The Admiral rose with a glance at the door and a welcoming smile.
“Well,” he said, “here comes the young lady who’s taken the heart out of a great many of us. Lady Susan, we’ve made free with Arthur’s room and we’ve drunk his whisky. I don’t know what’s going to happen to us. My only excuse is that your father told me off to have a chat with Mr. Slattery.”
She laughed.
“Why should you need an excuse? There isn’t a room in the house where you’re not welcome. Admiral. I was scouting round with Arthur to see if there were any shirkers from the dancing room. We’re so short of men. And, Mr. Slattery, my father wishes to see you before you leave.”
“I’m quite at his service,” Grant replied, rising.

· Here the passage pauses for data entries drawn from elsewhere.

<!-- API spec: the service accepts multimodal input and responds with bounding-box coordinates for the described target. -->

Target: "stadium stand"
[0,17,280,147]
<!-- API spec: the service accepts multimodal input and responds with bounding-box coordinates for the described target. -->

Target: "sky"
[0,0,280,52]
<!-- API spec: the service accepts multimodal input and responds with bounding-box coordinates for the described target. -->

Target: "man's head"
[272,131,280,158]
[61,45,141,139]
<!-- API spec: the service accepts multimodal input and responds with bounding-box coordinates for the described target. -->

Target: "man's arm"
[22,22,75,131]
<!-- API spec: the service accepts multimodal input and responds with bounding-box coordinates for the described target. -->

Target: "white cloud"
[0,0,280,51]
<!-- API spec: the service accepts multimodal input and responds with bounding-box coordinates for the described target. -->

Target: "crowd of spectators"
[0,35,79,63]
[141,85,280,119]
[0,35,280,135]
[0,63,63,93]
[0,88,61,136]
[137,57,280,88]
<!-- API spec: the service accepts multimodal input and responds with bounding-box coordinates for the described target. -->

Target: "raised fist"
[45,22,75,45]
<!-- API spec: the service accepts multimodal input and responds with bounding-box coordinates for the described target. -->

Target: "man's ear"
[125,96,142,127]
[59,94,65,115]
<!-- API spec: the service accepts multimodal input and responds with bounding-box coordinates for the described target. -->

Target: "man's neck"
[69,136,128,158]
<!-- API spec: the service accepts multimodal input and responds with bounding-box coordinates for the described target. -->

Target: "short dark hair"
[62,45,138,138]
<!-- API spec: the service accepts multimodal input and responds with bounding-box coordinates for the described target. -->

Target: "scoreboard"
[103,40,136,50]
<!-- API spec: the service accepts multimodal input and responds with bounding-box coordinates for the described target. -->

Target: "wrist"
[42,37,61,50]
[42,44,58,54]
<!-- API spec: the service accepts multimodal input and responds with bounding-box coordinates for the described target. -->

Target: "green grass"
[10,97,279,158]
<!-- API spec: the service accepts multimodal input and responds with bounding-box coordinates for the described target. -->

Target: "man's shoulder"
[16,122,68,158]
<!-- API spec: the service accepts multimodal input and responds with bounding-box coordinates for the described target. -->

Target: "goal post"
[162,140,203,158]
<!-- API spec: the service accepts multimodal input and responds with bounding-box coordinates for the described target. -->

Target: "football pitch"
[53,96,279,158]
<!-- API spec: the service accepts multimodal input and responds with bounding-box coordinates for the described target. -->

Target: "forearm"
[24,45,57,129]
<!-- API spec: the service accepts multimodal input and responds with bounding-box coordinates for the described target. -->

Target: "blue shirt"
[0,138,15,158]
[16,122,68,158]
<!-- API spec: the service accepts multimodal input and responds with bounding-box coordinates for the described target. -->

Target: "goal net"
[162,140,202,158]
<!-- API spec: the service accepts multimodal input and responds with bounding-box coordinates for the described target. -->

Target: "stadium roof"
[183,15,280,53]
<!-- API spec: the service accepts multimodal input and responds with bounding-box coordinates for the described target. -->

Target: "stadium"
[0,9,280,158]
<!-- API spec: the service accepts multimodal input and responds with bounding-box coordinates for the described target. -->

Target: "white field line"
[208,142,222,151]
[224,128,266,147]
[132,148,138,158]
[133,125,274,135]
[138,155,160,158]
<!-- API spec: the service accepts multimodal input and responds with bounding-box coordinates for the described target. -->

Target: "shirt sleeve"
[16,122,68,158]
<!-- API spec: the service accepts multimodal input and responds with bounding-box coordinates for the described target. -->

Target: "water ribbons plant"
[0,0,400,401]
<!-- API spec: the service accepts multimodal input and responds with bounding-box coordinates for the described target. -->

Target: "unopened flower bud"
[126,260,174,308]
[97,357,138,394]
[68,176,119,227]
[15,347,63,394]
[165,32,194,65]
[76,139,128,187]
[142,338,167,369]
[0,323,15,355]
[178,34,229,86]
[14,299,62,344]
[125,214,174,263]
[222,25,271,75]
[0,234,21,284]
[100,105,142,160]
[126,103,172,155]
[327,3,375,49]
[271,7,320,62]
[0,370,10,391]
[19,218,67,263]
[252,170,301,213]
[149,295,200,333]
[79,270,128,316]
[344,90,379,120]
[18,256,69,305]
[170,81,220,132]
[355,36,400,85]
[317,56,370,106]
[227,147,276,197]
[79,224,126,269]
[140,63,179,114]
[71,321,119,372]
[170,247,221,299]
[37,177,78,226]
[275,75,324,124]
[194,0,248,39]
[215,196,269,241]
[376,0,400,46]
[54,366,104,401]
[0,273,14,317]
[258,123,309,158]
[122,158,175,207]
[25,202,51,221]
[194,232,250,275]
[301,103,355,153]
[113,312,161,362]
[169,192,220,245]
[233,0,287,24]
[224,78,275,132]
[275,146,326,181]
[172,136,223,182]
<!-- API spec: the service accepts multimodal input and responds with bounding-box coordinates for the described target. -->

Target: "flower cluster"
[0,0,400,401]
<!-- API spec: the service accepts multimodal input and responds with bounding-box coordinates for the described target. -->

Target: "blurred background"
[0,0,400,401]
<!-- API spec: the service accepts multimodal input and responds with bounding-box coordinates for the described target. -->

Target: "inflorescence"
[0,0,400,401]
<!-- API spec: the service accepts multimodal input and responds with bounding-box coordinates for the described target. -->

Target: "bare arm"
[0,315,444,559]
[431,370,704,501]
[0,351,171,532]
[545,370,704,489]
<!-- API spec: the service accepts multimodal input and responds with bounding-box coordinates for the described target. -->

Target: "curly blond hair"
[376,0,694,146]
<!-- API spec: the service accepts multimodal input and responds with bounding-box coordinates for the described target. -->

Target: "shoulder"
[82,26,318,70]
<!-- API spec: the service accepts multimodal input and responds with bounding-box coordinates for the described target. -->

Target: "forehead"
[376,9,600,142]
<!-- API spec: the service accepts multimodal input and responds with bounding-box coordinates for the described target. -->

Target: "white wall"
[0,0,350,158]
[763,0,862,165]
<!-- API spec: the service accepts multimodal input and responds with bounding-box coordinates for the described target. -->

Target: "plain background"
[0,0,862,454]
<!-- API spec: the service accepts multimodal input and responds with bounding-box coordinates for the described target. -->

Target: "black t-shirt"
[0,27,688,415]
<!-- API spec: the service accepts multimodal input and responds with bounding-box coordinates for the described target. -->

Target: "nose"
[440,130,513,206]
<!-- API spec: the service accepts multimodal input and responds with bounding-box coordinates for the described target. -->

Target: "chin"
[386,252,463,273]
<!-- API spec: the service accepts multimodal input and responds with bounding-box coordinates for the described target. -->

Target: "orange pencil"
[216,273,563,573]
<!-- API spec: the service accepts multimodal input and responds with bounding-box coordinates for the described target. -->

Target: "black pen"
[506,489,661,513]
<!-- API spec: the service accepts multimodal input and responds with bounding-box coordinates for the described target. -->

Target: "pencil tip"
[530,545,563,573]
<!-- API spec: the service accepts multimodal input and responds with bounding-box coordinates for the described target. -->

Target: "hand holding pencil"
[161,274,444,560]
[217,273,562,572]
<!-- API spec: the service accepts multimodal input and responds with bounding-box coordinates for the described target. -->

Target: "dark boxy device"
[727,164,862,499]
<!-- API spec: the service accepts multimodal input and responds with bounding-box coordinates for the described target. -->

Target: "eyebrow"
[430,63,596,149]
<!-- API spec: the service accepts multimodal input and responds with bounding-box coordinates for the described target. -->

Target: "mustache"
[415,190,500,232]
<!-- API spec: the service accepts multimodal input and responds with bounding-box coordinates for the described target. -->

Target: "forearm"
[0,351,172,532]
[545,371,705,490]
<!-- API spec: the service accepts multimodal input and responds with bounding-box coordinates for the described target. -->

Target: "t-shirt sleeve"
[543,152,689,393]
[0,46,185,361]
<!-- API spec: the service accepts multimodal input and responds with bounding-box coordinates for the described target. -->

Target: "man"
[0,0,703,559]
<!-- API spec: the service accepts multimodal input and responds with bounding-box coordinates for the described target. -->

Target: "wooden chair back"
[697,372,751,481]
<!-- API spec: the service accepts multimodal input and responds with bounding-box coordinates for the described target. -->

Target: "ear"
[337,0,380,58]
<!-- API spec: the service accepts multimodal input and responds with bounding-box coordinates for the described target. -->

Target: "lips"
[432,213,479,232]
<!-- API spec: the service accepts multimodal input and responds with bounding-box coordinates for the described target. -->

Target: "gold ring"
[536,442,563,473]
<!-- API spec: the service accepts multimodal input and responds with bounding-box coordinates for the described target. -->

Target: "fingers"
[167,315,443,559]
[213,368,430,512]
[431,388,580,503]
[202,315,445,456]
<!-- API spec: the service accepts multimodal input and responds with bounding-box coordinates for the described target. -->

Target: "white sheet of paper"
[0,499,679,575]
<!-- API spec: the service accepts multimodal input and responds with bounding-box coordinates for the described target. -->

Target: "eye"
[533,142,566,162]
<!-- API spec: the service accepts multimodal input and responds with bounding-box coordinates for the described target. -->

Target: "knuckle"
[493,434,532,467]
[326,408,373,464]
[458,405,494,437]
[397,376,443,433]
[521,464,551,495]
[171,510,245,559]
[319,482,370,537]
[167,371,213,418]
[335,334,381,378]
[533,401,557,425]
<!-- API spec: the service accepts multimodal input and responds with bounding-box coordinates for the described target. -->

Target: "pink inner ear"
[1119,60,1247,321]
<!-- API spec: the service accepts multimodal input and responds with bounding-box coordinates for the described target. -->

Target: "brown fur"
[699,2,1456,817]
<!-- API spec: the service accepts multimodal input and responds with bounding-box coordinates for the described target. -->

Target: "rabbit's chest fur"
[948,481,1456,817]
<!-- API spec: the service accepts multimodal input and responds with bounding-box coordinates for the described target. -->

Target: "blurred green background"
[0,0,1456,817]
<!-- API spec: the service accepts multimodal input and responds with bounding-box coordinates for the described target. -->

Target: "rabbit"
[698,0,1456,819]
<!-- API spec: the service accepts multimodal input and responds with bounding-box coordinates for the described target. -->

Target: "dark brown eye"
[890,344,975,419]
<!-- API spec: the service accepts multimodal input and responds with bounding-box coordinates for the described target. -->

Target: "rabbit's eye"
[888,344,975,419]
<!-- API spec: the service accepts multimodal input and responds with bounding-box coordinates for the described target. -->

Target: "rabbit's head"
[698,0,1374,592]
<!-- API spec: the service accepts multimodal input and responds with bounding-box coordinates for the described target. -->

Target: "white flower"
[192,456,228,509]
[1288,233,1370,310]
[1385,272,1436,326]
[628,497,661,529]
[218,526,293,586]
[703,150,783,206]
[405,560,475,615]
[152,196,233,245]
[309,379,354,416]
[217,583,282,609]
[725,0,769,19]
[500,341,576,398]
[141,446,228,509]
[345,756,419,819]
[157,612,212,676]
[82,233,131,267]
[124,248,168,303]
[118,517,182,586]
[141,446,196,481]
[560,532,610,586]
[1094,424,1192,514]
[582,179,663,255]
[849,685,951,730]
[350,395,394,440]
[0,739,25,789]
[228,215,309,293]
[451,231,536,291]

By some means or other the thing he had so greatly desired came to pass—he was left a few yards behind with Susan. She neither avoided nor sought for this contingency. She walked by his side, humming slightly to herself, entirely at her ease.
“Lady Susan,” he began, with less than his usual confidence, “may I remind you of our parting at Monte Carlo, of something I said to you?”
She looked at him with slightly uplifted eyebrows.
“I should consider your doing so in atrociously bad taste,” she replied.
He winced a little. Perhaps she saw that he was genuinely suffering. Perhaps that love of fair play, which was so strong in her, rebelled against the idea of any possible misunderstanding.
She slackened her pace. She made sure that they were well out of hearing of the other two.
“I detest hearsay evidence,” she said. “I shall ask you a question. A terrible thing to do, I suppose, but I shall ask it all the same. Did the Princess von Diss accompany you on your yacht from Monte Carlo to America?”
“She did,” Grant admitted.
“And was she not also a passenger on the steamer from which you landed yesterday?”
“She was, but—”
“Please do not continue, Mr. Slattery,” she begged. “I hated asking you these questions, but I was determined that there should be no risk of any misunderstanding. I do not wish to quarrel with you. I found you a very pleasant companion at Monte Carlo. I hope that we shall continue friends. We can only do so if you will remember that, although I do not think that I am a prude, I should consider any reference to our last conversation at Monte Carlo as an insult. Angela dear, what luck to meet you here! I want to present Mr. Grant Slattery, who is dying to dance,—Lady Angela Brookes. Mr. Slattery is an American, Angela, and I will vouch for his dancing. He used to try and teach me complications, but I am not nimble enough. And, Angie, I don’t think you’d better lose your heart to Mr. Slattery. He makes love to single ladies most fluently, but he runs away with the married ones. And I never thanked you for your roses, Mr. Slattery. Goodnight, all of you. I must go back to my post of duty.”
Grant offered his arm to the very pretty girl to whom he had been introduced.
“I suppose we must obey orders,” she said.
“Part of them,” he answered, a little desperately. “Part of them I hope you will forget.”
She laughed up at him. He had seemed very grave, but perhaps after all he was going to be amusing.
“I’ll see how well you dance,” she promised.